The City of Toronto has approved four sites for affordable housing developments — but not all residents are happy about it.
The city is offering its own land worth $100 million, according to a city report, for the four developments. The sites are located at 140 Merton St. in midtown, 50 Wilson Heights Blvd. in North York, 705 Warden Ave. and 777 Victoria Park Ave.
They are expected to add 3,700 new affordable rental units to the market. Units will be priced at at least 80 per cent of the current market average, according to Susan O’Neill, the Housing Now director of communication.
The average asking rent in Toronto for a one-bedroom is $1,270, according to 2019 city data, but these units would be offered for around $1,016.

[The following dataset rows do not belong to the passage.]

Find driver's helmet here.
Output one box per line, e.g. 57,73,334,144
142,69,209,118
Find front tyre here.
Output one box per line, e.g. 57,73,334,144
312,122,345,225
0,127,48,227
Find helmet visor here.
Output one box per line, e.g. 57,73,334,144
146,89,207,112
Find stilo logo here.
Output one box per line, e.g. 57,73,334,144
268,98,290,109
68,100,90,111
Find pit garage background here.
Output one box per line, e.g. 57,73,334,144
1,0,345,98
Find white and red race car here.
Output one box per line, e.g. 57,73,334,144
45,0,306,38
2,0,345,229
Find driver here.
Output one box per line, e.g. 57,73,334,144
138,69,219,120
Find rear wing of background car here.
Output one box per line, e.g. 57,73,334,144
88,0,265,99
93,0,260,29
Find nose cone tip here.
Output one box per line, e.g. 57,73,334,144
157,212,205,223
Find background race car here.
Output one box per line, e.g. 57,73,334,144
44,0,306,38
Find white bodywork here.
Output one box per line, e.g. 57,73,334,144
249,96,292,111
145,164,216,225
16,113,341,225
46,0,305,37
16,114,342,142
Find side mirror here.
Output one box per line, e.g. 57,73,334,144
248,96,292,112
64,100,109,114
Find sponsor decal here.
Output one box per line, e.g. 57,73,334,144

It is the first phase of the city’s Housing Now initiative that began in 2019 and includes 11 sites total.
The midtown location at 140 Merton St. will be an 18-storey building on the site of a rarely used parking lot, according to Coun. Josh Matlow.
The project will be geared towards seniors with at least 50 per cent of its units offered at an affordable price. It will also include a community hub for seniors at its base as well as space for other services such as non-profit seniors organization Sprint.
Residents of Davisville Village are concerned about growing density in the area. But Matlow said the development won’t add pressure to transit or schools because seniors don’t use those services in the same way.
“For a lot of seniors, if you don’t have a pension or your cost of living has gone up and your pension doesn’t cover it, and you have no new source of revenue in your life, it can be really scary,” he said. “This is what this building is meant to address.”
Meanwhile, the proposed location at 50 Wilson Heights Blvd., near the Wilson subway station, has some area residents concerned over the loss of a commuter parking lot.
City councillor James Pasternak explained that the site is currently an 885-car parking lot. He said it is used by commuters from the suburbs who drive to the subway and park their car to use the subway to travel into the downtown core.
Without the parking lot, Pasternak said people may now drive downtown, adding to traffic congestion.
Local resident David Pisarek, who uses the parking lot regularly, isn’t happy about the decision.
“I see no reason that has to be the spot for the development,” he said. “It will put extra costs on families who rely on being able to park at the subway.”
Pasternak said the city is working on a compromise. Options could include the creation of 400 spots to be shared between commuters and residents or expanding a parking lot at the Sheppard West subway station.
The proposed development will include 1,400 units. There will be approximately 300 with affordable rent geared towards “middle-income earners,” said Pasternak.
“[It is] not social housing or run by community housing,” he said. “They are below market private sector units, brand new, state of the art, that we put in the market.”
The city hopes to begin construction in late 2020, with the first units becoming available in 2023.